Jack caught 21 passes for 360 yards and three touchdowns his freshman season. But forget football for a moment. This was life. Real life is losing a dad.
“Jack has dealt with adversity and had to overcome it in losing his father,” Bryant said. “I can remember him sitting in my office here when he was a freshman and talking about all that he was going through. Then when his dad got really sick and passes I remember taking off my cross necklace and putting it on him. I remember telling him think about God every time you get mad, think about God every time you don’t understand, and buy into that concept of prayer. I now think through these four years here and how he has grown, and my gosh, superseded anything I ever dreamed of. It’s given him a peace that you just don’t find in high school kids. I admire it. I’d like to have some of that peace some time.”
Recently, Jack sat in front of his football locker and talked about his dad and how his life was never the same after April 12, 2018.
But if one closed their eyes and listened only to Jack’s words, they would swear they were sitting in front of a mature man, a well-spoken man in like his forties. Not a senior in high school.
So what happened in those 2 1/12 years since Jack’s dad passed?
Jack is still a pass-catching machine and enters the final games of his high school career with 138 catches, 2,591 receiving yards and 26 touchdowns.

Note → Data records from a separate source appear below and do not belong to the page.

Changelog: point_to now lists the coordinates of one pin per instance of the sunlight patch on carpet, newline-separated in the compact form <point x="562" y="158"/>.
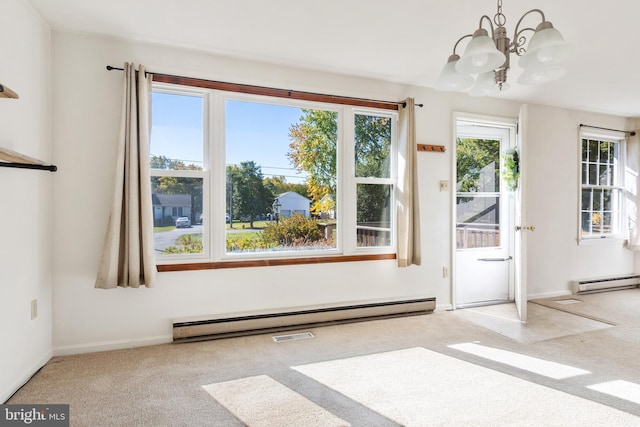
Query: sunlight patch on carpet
<point x="546" y="368"/>
<point x="417" y="387"/>
<point x="261" y="401"/>
<point x="621" y="389"/>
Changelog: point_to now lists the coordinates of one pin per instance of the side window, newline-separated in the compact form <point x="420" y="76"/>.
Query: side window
<point x="374" y="186"/>
<point x="601" y="195"/>
<point x="177" y="177"/>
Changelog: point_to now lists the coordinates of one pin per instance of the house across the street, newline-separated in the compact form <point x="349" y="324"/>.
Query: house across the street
<point x="168" y="207"/>
<point x="293" y="203"/>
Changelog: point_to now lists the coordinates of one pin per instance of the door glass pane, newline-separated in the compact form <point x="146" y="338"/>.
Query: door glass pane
<point x="586" y="200"/>
<point x="477" y="222"/>
<point x="374" y="215"/>
<point x="478" y="165"/>
<point x="593" y="150"/>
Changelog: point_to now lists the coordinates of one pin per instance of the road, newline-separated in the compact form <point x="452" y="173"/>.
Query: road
<point x="168" y="238"/>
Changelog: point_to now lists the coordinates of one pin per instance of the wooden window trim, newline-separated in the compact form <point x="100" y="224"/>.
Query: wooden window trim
<point x="277" y="93"/>
<point x="162" y="268"/>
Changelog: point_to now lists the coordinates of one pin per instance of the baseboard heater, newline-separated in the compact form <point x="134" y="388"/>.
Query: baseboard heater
<point x="605" y="284"/>
<point x="215" y="328"/>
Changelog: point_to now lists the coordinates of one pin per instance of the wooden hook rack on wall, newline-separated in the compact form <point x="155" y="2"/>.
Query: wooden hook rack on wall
<point x="431" y="148"/>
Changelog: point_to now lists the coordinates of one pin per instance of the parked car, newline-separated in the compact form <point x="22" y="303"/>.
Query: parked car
<point x="183" y="221"/>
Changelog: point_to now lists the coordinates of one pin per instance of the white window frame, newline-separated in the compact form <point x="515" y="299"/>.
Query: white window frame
<point x="203" y="174"/>
<point x="618" y="220"/>
<point x="214" y="178"/>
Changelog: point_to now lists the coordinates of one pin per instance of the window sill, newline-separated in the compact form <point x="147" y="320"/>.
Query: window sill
<point x="162" y="268"/>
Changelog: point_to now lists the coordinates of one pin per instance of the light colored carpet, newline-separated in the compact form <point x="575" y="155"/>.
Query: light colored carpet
<point x="261" y="401"/>
<point x="162" y="385"/>
<point x="541" y="323"/>
<point x="418" y="387"/>
<point x="613" y="307"/>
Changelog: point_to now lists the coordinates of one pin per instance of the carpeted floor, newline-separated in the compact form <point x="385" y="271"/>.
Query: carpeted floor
<point x="467" y="367"/>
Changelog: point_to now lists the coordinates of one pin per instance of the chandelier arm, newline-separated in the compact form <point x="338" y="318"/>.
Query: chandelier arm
<point x="518" y="39"/>
<point x="459" y="40"/>
<point x="490" y="23"/>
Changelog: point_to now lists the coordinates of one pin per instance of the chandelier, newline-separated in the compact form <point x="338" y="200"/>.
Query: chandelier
<point x="488" y="57"/>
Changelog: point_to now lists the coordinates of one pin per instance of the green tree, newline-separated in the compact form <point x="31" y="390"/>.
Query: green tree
<point x="372" y="146"/>
<point x="312" y="149"/>
<point x="478" y="165"/>
<point x="373" y="160"/>
<point x="250" y="196"/>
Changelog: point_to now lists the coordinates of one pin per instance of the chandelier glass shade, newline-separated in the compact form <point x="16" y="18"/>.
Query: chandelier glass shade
<point x="484" y="65"/>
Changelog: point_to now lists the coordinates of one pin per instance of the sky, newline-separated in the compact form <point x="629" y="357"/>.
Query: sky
<point x="254" y="132"/>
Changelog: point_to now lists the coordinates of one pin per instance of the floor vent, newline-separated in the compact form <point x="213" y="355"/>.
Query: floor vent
<point x="605" y="284"/>
<point x="292" y="337"/>
<point x="567" y="301"/>
<point x="214" y="328"/>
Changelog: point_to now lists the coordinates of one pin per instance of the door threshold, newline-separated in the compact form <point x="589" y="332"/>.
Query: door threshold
<point x="483" y="303"/>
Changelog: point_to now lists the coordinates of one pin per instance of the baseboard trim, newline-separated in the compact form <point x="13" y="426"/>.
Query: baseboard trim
<point x="110" y="345"/>
<point x="25" y="378"/>
<point x="217" y="327"/>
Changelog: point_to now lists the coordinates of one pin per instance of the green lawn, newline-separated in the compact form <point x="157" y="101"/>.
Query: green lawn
<point x="237" y="225"/>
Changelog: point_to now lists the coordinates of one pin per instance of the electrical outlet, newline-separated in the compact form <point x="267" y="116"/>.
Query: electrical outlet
<point x="34" y="309"/>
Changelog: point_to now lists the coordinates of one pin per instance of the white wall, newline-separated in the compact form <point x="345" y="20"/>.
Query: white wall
<point x="554" y="256"/>
<point x="25" y="210"/>
<point x="86" y="115"/>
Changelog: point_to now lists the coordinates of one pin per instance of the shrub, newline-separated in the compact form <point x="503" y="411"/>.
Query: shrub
<point x="188" y="244"/>
<point x="295" y="231"/>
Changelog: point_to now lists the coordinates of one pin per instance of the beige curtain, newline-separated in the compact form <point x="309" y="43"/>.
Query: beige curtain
<point x="407" y="195"/>
<point x="632" y="183"/>
<point x="128" y="255"/>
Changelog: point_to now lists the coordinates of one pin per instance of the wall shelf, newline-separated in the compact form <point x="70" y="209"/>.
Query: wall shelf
<point x="12" y="159"/>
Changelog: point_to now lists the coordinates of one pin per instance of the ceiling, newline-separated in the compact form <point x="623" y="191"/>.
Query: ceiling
<point x="406" y="41"/>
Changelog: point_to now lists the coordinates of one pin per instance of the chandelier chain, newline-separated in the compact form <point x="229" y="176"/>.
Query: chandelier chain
<point x="499" y="19"/>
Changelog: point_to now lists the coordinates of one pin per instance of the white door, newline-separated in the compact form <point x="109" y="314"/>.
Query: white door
<point x="521" y="228"/>
<point x="483" y="215"/>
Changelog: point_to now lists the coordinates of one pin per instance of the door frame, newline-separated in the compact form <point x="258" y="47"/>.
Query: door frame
<point x="497" y="121"/>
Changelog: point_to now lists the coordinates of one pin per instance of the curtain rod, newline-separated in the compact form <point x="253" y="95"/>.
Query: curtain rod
<point x="629" y="132"/>
<point x="283" y="93"/>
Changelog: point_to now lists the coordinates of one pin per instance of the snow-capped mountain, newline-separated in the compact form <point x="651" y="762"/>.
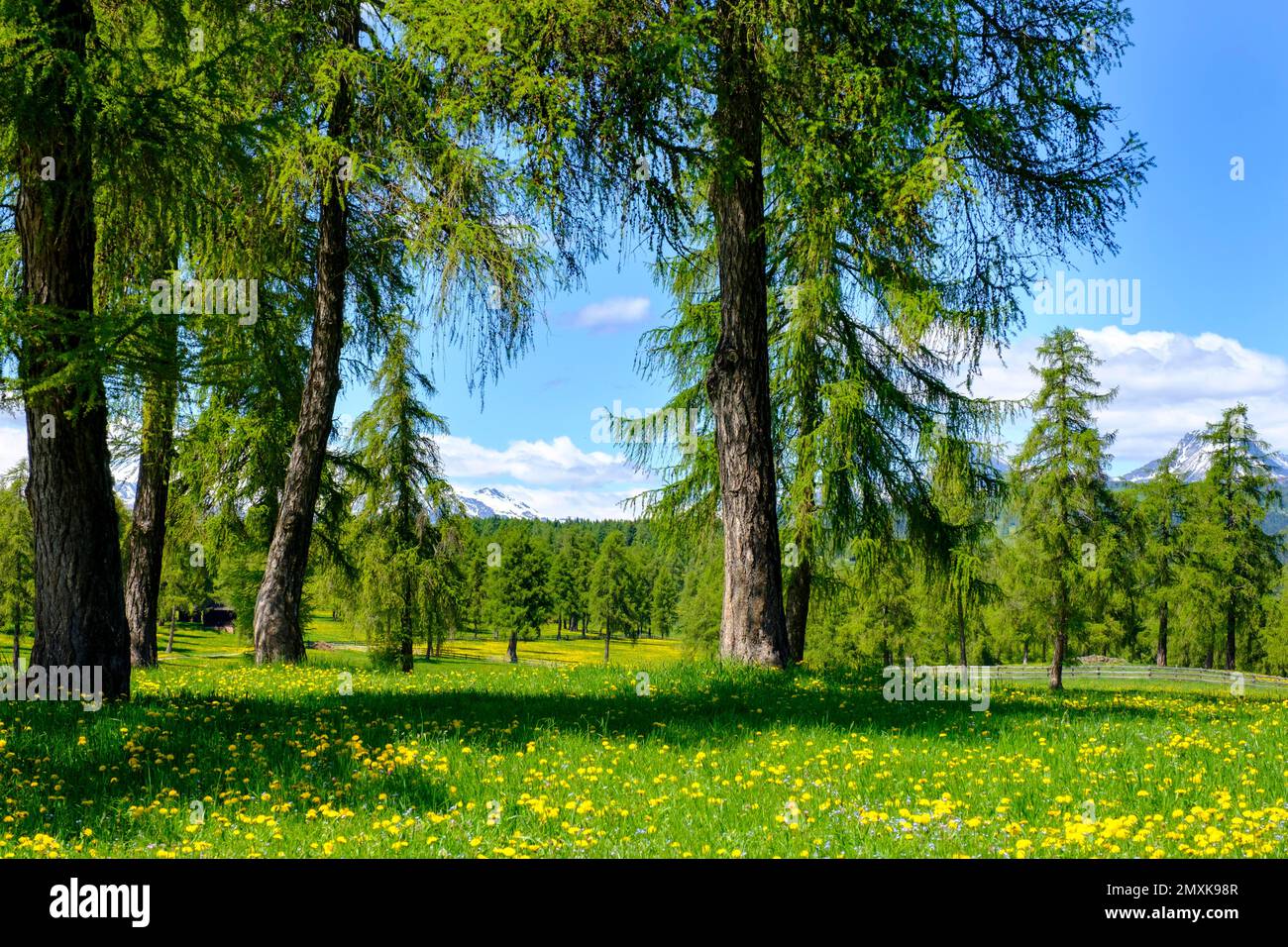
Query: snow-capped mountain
<point x="489" y="501"/>
<point x="1194" y="458"/>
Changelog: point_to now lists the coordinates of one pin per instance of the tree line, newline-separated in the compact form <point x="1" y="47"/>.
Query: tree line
<point x="846" y="200"/>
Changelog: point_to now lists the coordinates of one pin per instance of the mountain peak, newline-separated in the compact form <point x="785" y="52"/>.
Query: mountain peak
<point x="1194" y="458"/>
<point x="485" y="502"/>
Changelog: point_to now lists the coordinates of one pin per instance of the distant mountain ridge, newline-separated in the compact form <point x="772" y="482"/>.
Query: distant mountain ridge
<point x="1194" y="459"/>
<point x="489" y="501"/>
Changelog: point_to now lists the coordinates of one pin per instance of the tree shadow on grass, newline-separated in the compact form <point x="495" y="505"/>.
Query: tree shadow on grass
<point x="246" y="745"/>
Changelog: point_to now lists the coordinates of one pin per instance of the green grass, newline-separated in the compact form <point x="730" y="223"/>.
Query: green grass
<point x="476" y="758"/>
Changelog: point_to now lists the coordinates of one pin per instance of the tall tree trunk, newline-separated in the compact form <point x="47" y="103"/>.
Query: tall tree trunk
<point x="797" y="612"/>
<point x="961" y="633"/>
<point x="146" y="541"/>
<point x="752" y="626"/>
<point x="1232" y="625"/>
<point x="1061" y="638"/>
<point x="278" y="628"/>
<point x="80" y="603"/>
<point x="1160" y="655"/>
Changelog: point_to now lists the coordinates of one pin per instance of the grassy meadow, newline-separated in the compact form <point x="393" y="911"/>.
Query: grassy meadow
<point x="476" y="758"/>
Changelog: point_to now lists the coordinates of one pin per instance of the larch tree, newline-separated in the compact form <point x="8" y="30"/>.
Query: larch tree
<point x="609" y="587"/>
<point x="1225" y="531"/>
<point x="1163" y="509"/>
<point x="400" y="501"/>
<point x="1063" y="492"/>
<point x="404" y="172"/>
<point x="910" y="211"/>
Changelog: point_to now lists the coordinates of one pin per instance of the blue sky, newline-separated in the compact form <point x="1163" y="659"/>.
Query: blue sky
<point x="1202" y="85"/>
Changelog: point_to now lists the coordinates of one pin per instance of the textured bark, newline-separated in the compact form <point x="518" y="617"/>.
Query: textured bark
<point x="961" y="633"/>
<point x="752" y="625"/>
<point x="1061" y="639"/>
<point x="799" y="589"/>
<point x="146" y="541"/>
<point x="1232" y="625"/>
<point x="1160" y="655"/>
<point x="80" y="605"/>
<point x="278" y="630"/>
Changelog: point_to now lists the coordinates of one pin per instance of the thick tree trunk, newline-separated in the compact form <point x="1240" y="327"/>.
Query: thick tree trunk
<point x="1061" y="639"/>
<point x="80" y="603"/>
<point x="752" y="625"/>
<point x="797" y="612"/>
<point x="146" y="541"/>
<point x="278" y="626"/>
<point x="961" y="634"/>
<point x="1232" y="625"/>
<point x="1160" y="655"/>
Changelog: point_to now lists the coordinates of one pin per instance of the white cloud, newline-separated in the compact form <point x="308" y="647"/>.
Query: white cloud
<point x="13" y="445"/>
<point x="581" y="504"/>
<point x="558" y="463"/>
<point x="612" y="313"/>
<point x="1168" y="384"/>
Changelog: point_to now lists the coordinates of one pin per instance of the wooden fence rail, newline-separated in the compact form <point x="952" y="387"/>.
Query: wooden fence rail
<point x="1201" y="676"/>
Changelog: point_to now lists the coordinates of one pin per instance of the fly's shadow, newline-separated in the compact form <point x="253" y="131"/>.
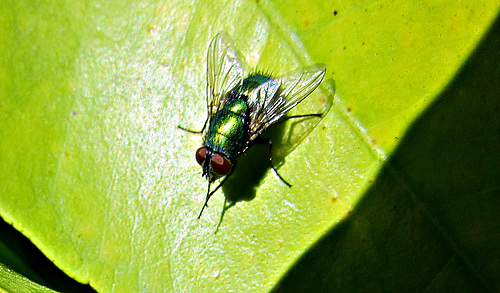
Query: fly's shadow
<point x="286" y="135"/>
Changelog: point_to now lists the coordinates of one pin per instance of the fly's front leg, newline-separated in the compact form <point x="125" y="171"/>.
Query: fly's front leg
<point x="210" y="193"/>
<point x="319" y="115"/>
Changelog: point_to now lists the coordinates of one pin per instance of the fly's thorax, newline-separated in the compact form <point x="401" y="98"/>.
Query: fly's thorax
<point x="252" y="82"/>
<point x="228" y="129"/>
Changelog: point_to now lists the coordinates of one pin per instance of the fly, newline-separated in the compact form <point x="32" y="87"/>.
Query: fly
<point x="241" y="108"/>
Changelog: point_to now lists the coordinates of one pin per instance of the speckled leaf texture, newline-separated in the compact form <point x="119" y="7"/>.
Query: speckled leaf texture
<point x="397" y="188"/>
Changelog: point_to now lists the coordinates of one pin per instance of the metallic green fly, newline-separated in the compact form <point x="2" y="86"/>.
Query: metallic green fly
<point x="241" y="108"/>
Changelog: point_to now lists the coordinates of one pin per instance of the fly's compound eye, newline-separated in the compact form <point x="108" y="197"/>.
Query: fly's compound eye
<point x="201" y="153"/>
<point x="220" y="164"/>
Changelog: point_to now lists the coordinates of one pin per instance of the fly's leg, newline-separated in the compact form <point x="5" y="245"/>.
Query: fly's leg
<point x="301" y="116"/>
<point x="210" y="193"/>
<point x="270" y="144"/>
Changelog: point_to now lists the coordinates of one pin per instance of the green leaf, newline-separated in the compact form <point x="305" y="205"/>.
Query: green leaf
<point x="94" y="170"/>
<point x="10" y="281"/>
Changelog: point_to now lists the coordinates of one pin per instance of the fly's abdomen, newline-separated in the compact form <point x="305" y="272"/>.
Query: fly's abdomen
<point x="227" y="128"/>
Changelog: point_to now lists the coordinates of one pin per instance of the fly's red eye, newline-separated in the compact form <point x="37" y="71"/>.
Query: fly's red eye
<point x="201" y="153"/>
<point x="220" y="164"/>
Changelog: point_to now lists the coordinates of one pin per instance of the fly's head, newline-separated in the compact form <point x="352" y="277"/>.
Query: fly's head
<point x="215" y="165"/>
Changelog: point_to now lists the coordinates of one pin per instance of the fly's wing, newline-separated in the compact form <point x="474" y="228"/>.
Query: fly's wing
<point x="274" y="98"/>
<point x="224" y="71"/>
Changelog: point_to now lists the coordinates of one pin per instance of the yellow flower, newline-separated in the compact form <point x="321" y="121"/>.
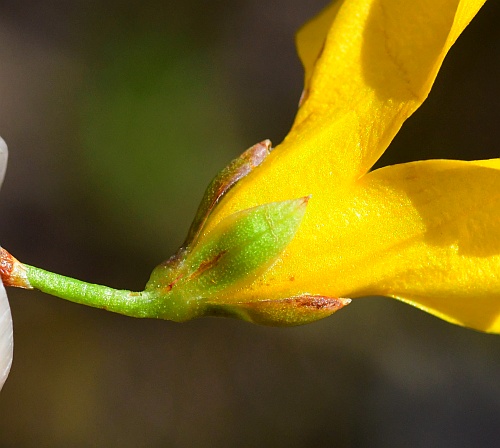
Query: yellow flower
<point x="428" y="232"/>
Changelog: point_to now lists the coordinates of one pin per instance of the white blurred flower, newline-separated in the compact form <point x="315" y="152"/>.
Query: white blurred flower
<point x="6" y="335"/>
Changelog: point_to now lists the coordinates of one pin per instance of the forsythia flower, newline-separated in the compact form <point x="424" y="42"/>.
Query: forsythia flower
<point x="282" y="236"/>
<point x="6" y="340"/>
<point x="426" y="233"/>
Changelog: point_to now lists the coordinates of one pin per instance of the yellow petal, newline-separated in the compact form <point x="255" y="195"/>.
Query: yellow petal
<point x="378" y="61"/>
<point x="364" y="234"/>
<point x="427" y="232"/>
<point x="311" y="37"/>
<point x="448" y="261"/>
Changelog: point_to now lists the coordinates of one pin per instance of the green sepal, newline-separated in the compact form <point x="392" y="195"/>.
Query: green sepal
<point x="222" y="183"/>
<point x="234" y="253"/>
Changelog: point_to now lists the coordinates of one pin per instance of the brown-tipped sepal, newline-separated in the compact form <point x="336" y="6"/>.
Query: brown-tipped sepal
<point x="287" y="312"/>
<point x="223" y="182"/>
<point x="13" y="271"/>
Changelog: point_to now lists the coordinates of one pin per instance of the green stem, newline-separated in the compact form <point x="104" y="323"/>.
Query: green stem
<point x="134" y="304"/>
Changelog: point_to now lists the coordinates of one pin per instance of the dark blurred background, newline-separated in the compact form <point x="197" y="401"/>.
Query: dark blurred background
<point x="117" y="114"/>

“Jack’s incredible on the field and when he gets a one on one you know what we are going to do and everybody knows what we are going to do and that’s check to him,” Bryant said. “Because we believe in him that much and his teammates believe in him that much. He’s a great route runner. Any time that balls in the air he has the mentality that’s it mine. And that’s so special in a wide receiver.”
But Jack is not the same person.
Jack says thanks to the Canyon community showing their support and love, thanks to the Canyon coaching staff, thanks to his teammates, friends and mentors, thanks to “an Incredible mom,” he looks back saying his dad’s passing has blessed his life.
For starters, look at Jack’s cleats and there is a simple 4-12 written on them each game.
“The 4-12, it’s not for looks,” Jack said. “I just don’t want to ever forget. I feel like it’s the least I can do to remember my dad in my heart. Because that was the day my life was changed forever.”
Then how about the emotions running through him having to play that first football game without his dad watching him in the stands? The game was the season opener his sophomore year.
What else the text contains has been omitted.